The Sector Plan also acknowledges the need for a downtown skatepark in order to reduce damage to redevelopment properties from skateboarders. It's in the county's economic interest to build a skatepark. Areas that have skateparks have much less damage to surrounding properties. We've seen this dynamic here in Silver Spring when skaters had a legal place to skate, (and not even a skatepark but a half-block's worth of flat pavement to skate), no one skated Discovery and there was no damage to Discovery Plaza, or to it's marble ledge. Both were trashed after that skate spot was taken away. This was not done out of vengeance or a desire to destroy property. It happened because skaters had no place to go.
The East of Maui skatepark was interim from its start. It was intended as a temporary amenity to give kids downtown something to do before DTSS was fully developed. The reference in the 2008 Status Report, "replace interim skateboard facility", is specifically referring to replacing East of Maui.

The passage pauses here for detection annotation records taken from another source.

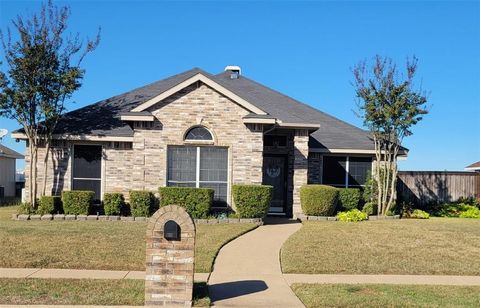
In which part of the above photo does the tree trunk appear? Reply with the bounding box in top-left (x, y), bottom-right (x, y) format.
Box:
top-left (40, 141), bottom-right (50, 196)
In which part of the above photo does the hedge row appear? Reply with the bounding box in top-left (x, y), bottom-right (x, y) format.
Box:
top-left (22, 185), bottom-right (273, 219)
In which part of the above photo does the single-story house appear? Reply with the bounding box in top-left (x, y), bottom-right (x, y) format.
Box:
top-left (12, 66), bottom-right (406, 217)
top-left (0, 144), bottom-right (24, 199)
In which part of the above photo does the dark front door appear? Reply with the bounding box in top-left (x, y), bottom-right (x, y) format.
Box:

Park & Planning came up with plans for a "skate spot" (too small to be called a skatepark) in Woodside Urban Park. At a November community meeting they told us that they asked a skatepark company for the smallest possible park they could build. Experts in this field say a skate spot this size can only support 20 skaters. The project has been delayed because Woodside Civic Association wants a lot of questions answered before they support it, but even if it actually does get built, The Woodside Skate Spot is also intended to be interim. So, they want to replace an interim park...with an interim park?
In 2005 parks had plans for a 14,000 square foot skatepark in Fenton Gateway Park. Our need for a real skatepark is much greater today than it was in 2005. So why are we moving backwards rather than forward? Where's the commitment to these kids to keeping them out of trouble and helping them to engage in healthy activities?
The most important reason for building a downtown skatepark? Of the 42 US skateboarding-related fatalities in 2006 (that's about 1 per week), 40 happened outside of skateparks. Skateboarding is statistically safer than playing basketball, and the vast majority of these fatalities involved motor vehicles. And sadly, one of them happened right here in Silver Spring.